Will I ever get a break?!
First, I want to apologize for not coming here and offering any advice. I feel so silly trying to offer advice when I myself am going thru the same thing and don't know what the crap I am doing either.
Anyway, as I have been reading, "Codependent No More" and following blogs I have found that "no contact" would be the best way to TRY to overcome this horrendous pain. It seems like my H is responding to this and acting insecure in a way.
He told me the other day, after calling me seven times and me not answering that he hasn't moved out because he is saving money but that it also has to do with him not sure if moving is the right choice. Then he tells me deep down he feels like nothing will change until he moves out. He says he wants to be with me but can't stand to be around me at times and needs some space to work our problems out. I don't know if it's resentment building or what but really after not calling him and begging I am frankly sick and tired of being sick and tired. I deserve someone to love me! I know I have my problems and they are problems that if I don't fix will always cause issues but I am just tired of being the one chasing him.

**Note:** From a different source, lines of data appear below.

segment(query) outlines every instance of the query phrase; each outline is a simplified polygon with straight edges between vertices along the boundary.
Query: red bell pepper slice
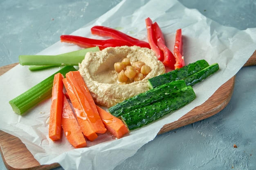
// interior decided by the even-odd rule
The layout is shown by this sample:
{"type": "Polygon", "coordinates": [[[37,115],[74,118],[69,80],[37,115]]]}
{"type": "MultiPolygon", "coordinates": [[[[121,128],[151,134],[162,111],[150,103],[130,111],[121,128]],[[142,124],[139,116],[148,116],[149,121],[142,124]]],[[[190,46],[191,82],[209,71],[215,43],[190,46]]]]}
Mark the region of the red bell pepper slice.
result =
{"type": "Polygon", "coordinates": [[[149,18],[146,18],[145,20],[148,33],[148,40],[149,45],[151,49],[155,53],[158,60],[162,61],[164,60],[164,53],[157,46],[152,21],[149,18]]]}
{"type": "Polygon", "coordinates": [[[181,29],[177,30],[173,53],[176,60],[174,64],[175,69],[180,68],[185,66],[184,57],[183,56],[182,38],[181,29]]]}
{"type": "Polygon", "coordinates": [[[153,24],[153,26],[157,46],[164,53],[164,58],[162,62],[164,66],[169,67],[172,70],[174,70],[174,64],[176,62],[174,55],[165,45],[164,34],[157,23],[155,22],[153,24]]]}
{"type": "Polygon", "coordinates": [[[111,28],[96,25],[91,29],[91,32],[92,34],[101,36],[110,37],[115,39],[128,41],[135,46],[141,47],[150,48],[148,42],[138,40],[111,28]]]}
{"type": "Polygon", "coordinates": [[[81,48],[90,48],[98,46],[101,50],[110,46],[114,47],[123,46],[132,46],[133,45],[128,41],[121,40],[100,40],[79,36],[66,35],[61,35],[61,42],[74,44],[81,48]]]}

He asked me this morning if I had another man since I have been acting "weird". When he calls I won't answer the first few times and when I call I only make it about our daughter. He will get into some small chat and I listen but I never bring anything up. I am just tired of this! Why can't I find a man who loves me like I deserve?!!! I still sit by the phone and check it, it seems like every few minutes and the thought of us and him consumes by head every minute......why couldn't he be like that with me?
I don't know if he's wanting me to chase him or if he really is done I just keep getting mixed signals. I have told him over and over just to stay at a friends but he won't go.
Sorry to vent I am just so frustrated right now. I just want to move on with life and get this over with.